Cream of Celeriac Soup [Vegan & Gluten Free]

Healthy Recipes, Meatless Monday

Serves: 4 (med.) or 6 (small) portions
Prep: 10 mins
Cooking time: 10 mins
Assembly: 5 mins
Type: Main meal, starter dish
Tools: Chopping board, sharp knife, veggie peeler, large non-stick pot w/lid, wooden spoon, blender, silicone spatula

Notes: This recipe contains: B-Vitamins (inclusive of B12*), Vitamins C, D* & E* carbohydrates, protein, fibre, calcium, iron, magnesium, phosphorus, potassium, zinc and per serving (based on 6 servings) has no added sugar, has a moderate quantity of added salt and is low in saturated fats! *Dependent upon the fortification of DF milk used.

We were wrong, this soup is officially our last new soup of the season (well, probably)!

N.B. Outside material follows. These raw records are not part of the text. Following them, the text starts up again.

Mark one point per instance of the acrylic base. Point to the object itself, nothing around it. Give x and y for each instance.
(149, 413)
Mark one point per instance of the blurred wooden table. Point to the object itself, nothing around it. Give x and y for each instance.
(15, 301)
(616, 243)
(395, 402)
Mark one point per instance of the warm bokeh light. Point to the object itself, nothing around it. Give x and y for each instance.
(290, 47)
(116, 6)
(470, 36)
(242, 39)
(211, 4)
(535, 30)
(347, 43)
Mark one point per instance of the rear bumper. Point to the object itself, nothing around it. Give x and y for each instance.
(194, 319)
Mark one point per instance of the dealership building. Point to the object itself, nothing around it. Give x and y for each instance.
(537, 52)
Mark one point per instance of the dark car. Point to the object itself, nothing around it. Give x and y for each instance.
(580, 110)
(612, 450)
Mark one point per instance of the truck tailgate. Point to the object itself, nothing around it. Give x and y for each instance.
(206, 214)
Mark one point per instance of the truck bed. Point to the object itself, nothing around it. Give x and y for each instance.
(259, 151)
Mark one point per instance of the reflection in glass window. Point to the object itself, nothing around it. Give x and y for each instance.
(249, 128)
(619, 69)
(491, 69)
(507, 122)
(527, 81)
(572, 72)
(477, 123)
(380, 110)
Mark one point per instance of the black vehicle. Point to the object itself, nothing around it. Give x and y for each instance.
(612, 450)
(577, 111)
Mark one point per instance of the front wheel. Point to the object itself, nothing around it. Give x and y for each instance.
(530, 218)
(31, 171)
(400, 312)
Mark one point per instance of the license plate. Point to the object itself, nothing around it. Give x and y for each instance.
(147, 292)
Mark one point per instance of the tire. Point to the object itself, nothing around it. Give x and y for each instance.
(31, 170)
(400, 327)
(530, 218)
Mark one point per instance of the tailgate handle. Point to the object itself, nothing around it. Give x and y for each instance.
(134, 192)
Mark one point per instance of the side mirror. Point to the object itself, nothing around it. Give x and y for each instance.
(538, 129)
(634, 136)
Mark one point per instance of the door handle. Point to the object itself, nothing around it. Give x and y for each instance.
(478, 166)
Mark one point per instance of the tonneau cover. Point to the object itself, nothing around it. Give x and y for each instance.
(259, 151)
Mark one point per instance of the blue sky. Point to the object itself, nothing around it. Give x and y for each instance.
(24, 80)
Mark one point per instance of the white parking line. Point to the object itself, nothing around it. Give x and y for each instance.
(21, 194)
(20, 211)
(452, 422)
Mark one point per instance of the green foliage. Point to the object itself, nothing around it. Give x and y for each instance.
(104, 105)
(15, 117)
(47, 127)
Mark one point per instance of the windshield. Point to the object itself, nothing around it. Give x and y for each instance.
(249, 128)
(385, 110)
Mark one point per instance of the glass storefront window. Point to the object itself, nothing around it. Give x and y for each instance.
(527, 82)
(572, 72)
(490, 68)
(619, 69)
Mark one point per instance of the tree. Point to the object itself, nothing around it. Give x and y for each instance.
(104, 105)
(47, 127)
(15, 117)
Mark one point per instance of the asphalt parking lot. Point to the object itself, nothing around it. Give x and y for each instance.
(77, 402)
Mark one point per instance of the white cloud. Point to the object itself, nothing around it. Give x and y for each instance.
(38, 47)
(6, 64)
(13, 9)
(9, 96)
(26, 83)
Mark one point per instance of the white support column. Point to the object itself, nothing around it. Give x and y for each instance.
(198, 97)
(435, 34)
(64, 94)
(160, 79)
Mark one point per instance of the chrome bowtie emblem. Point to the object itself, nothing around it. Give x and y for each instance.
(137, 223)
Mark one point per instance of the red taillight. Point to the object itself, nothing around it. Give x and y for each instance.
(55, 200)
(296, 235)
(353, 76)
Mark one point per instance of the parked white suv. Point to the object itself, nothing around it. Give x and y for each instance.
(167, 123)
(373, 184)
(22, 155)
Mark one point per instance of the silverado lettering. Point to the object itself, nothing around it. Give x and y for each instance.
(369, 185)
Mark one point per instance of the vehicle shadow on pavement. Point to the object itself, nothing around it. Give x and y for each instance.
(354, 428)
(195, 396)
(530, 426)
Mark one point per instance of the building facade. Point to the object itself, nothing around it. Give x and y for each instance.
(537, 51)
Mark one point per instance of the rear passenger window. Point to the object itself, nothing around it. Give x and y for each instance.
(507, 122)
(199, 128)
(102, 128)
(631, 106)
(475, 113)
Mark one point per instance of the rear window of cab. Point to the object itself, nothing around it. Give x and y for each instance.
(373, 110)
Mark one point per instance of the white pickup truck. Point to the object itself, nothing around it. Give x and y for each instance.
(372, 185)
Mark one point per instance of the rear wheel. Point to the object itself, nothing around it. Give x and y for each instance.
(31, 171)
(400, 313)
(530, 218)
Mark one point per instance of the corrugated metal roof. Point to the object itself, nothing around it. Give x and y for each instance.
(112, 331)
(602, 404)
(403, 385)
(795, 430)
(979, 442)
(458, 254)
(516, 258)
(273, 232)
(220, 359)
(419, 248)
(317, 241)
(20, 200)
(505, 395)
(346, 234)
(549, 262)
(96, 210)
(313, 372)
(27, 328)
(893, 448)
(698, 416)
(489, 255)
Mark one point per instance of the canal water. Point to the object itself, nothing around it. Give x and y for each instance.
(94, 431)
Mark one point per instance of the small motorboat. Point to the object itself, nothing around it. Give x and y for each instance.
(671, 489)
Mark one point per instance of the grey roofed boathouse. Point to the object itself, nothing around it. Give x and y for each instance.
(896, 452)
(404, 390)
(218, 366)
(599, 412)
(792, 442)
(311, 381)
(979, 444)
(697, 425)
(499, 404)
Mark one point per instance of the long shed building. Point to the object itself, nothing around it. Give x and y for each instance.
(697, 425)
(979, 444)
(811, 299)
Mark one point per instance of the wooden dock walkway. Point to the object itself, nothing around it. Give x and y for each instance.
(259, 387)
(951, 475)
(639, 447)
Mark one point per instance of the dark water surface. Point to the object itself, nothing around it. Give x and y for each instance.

Simply because the UK weather is completely unpredictable; it’s still quite chilly, but it’s also great to have to some quick soup recipes to hand, even for early spring, autumn or an unexpected July cold virus! So with the cold weather lingering, we decided to experiment with a frugal and tasty soup idea; this delicate, simple and flavourful idea became our delicious cream of celeriac soup!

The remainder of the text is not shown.